Structured data prediction using Vertex AI Platform

Structured data prediction using Vertex AI Platform

In this post, we delve into how to create a robust workflow for predicting a baby’s weight using structured data and Google Cloud's Vertex AI Platform. From data preparation to deploying a machine learning (ML) model, we’ll explore the process step by step.


Step 1: Set Up Google Cloud Environment

The first step is preparing your cloud environment by setting up:

  1. BigQuery Dataset: A container for storing and analyzing large datasets.

  2. Google Cloud Storage (GCS) Bucket: A storage location for model training artifacts and datasets.

Google Cloud Storage (GCS) Bucket: A storage location for model training artifacts and datasets.

Key Commands:

  • Use the bq command-line tool to create the BigQuery dataset.

  • Employ gsutil to create and manage GCS buckets.


Step 2: Preprocessing the Dataset

We used the CDC’s publicly available natality dataset in BigQuery. After filtering and preprocessing, we extracted relevant columns such as weight_pounds, is_male, mother_age, plurality, and gestation_weeks.

Preprocessing Steps:

  • Convert is_male to a string for better compatibility.

  • Reformat plurality values into human-readable categories like "Twins(2)" or "Triplets(3)."

  • Exclude invalid entries (e.g., weights <= 0 or ages <= 0).

Simulated Missing Data:

We augmented the dataset by introducing rows where:

  • Gender (is_male) is set to "Unknown."

  • Non-single births were grouped as "Multiple(2+)."

This step prepares the model to handle missing data scenarios.


Step 3: Train-Test Data Split

The dataset was split into training (75%) and evaluation (25%) subsets using a hashing method for consistency and randomness.

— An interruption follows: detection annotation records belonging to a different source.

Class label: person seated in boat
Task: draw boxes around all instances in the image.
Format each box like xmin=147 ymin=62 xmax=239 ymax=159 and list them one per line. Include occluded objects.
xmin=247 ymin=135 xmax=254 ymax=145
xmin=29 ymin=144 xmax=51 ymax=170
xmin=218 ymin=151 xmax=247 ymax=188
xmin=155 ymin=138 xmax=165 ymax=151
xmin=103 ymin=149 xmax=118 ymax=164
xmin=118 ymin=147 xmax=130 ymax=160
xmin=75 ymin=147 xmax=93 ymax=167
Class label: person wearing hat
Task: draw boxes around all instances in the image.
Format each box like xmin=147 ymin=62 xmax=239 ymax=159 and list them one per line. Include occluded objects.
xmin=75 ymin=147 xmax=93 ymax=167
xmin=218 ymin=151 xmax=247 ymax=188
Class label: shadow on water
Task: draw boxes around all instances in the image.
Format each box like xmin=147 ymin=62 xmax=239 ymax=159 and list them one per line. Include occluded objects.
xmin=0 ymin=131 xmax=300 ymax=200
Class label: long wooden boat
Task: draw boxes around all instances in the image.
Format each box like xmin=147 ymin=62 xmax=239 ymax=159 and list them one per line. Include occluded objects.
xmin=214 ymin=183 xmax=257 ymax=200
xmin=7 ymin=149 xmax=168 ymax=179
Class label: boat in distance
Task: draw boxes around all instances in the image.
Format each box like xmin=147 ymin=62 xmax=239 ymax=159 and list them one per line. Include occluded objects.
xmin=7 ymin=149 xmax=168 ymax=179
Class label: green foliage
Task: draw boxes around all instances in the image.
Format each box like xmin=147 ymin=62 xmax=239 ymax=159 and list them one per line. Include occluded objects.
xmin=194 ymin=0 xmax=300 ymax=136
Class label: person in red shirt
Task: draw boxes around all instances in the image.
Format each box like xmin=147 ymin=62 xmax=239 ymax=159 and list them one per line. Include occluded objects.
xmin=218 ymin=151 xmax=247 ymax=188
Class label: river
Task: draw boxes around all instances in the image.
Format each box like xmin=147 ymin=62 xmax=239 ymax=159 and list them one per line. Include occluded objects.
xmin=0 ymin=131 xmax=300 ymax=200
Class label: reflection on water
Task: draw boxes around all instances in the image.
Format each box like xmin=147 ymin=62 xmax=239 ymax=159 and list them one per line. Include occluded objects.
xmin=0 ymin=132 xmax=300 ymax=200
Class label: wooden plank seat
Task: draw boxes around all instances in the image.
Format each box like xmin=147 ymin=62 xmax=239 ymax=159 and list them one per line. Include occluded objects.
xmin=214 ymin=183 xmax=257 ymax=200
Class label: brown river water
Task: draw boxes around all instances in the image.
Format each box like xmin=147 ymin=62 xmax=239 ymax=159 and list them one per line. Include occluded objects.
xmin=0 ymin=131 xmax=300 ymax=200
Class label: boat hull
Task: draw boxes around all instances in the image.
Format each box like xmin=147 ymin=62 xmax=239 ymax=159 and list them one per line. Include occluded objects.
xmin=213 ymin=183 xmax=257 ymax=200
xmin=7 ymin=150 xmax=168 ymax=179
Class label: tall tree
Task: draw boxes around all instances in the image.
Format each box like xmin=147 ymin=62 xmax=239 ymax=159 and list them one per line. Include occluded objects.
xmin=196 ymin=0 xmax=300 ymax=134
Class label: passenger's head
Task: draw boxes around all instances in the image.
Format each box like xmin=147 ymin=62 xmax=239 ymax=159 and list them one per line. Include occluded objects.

Step 4: Export Data to GCS

BigQuery Python API was used to export the train and evaluation subsets as CSV files to GCS. These CSVs serve as input data for the TensorFlow/Keras-based model training.

Commands:

gsutil ls gs://${BUCKET}/babyweight/data/*.csv

This command verifies the creation of CSV files.


Step 5: Train the Model

Training was conducted on Google Cloud AI Platform using the TensorFlow framework.

Parameters:

  • Epochs: 10

  • Batch Size: 32

  • Machine Type: n1-standard-8

Command:

gcloud ai-platform jobs submit training ${JOBID} \
--region=${REGION} \
--module-name=trainer.task \
--package-path=$(pwd)/babyweight/trainer \
--train_data_path=gs://${BUCKET}/babyweight/data/train*.csv \
--eval_data_path=gs://${BUCKET}/babyweight/data/eval*.csv

Step 6: Deploy the Model

The trained model, saved as saved_model.pb in the GCS bucket, was deployed to Google Cloud AI Platform. This deployment creates a REST API endpoint for making predictions.

Deployment Command:

gcloud ai-platform models create ${MODEL_NAME} --regions ${REGION}
gcloud ai-platform versions create ${MODEL_VERSION} \
--model=${MODEL_NAME} \
--origin=${MODEL_LOCATION} \
--runtime-version=2.6 \
--python-version=3.7

Conclusion

With the model deployed, you can now send requests to the REST endpoint to predict baby weights. This workflow demonstrates the power of Google Cloud tools in managing every stage of the ML lifecycle—from preprocessing and training to deployment.